In the present study, it was seen that the mean pain scores, pulse rate were found to be higher and the oxygen saturation level lower with the use of EMLA (5%) in comparison to benzocaine (20%) both without and with the use of AV aids. The difference was seen to be statistically significant. These results are in agreement with that of Nayak R et al., Dhawan P et al., Primosch ER et al., Dabagh RA et al., Roghani S et al., who all reported that among local anaesthetic agents, EMLA was effective in reducing pain [9,10,19–21]. However, contrary to our findings, Leyda AM et al., concluded that there were no significant differences between these two agents in reduction pain response to needle puncture . These findings are reported when these researchers have used these topical anaesthetic agents without any AV aids.
However, in the present study when these anaesthetic agents were used in conjunction with the AV aids, EMLA was seen to be significantly better than benzocaine.
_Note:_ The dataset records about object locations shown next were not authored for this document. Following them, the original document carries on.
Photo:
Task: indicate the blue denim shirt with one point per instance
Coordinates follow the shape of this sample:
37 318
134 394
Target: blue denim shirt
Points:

No other study have been reported in dental literature when both EMLA and benzocaine topical anaesthetic agents were compared for pain reduction in combination with AV aids. These results suggest that there might be a synergistic effect of AV aids and the topical anaesthetic agents which helped in the reduction of pain scores in children and consequently lowered the pulse rate and improve the oxygen saturation rate. When all four groups were compared, our findings suggested that the reduction of pain score and increase in oxygen saturation rate was superior in EMLA when used with or without AV aids as compared to benzocaine. EMLA has high water content and is lipophilic making it more permeable which could be the reason for greater pain reduction as compared with benzocaine. This shows that the composition and properties of EMLA are superior to benzocaine in reducing pain when used in combination with AV distraction technique.
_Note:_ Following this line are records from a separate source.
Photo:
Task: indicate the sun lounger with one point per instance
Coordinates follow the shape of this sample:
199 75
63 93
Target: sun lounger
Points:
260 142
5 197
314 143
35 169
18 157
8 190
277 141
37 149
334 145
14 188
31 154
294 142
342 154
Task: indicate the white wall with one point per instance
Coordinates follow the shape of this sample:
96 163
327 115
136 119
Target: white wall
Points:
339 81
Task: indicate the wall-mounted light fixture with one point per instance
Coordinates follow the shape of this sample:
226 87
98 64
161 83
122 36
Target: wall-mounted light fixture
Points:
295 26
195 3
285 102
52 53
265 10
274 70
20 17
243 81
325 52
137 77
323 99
The present study indicated a definite positive effectiveness of AV distraction technique in managing dental anxiety in children. The better results obtained with the AV aids can be explained by the fact that AV distraction allowed the children to use two of their senses, becoming more engaged and thereby distracting their attention from the anxiety resulting from the local anaesthesia administration. One of the limitations of the present study was that the study design did not used the split mouth design which would have given more accurate interpretation of the parameters involved in the present study. To conclude, the AV distraction system may be a useful adjunct in paediatric dental clinic to help in reducing anxiety and discomfort associated with the dental procedures. Therefore, there should be widespread and regular use of the AV aids along with other well recognized behaviour management techniques in paediatric dental practice.
Within the limitations of this study it can be concluded that EMLA with AV aids was better when compared with EMLA without AV aids followed by benzocaine with AV aids. Benzocaine topical anaesthetic agent without AV aids was least effective in reducing the pain scores and improving the oxygen saturation rate.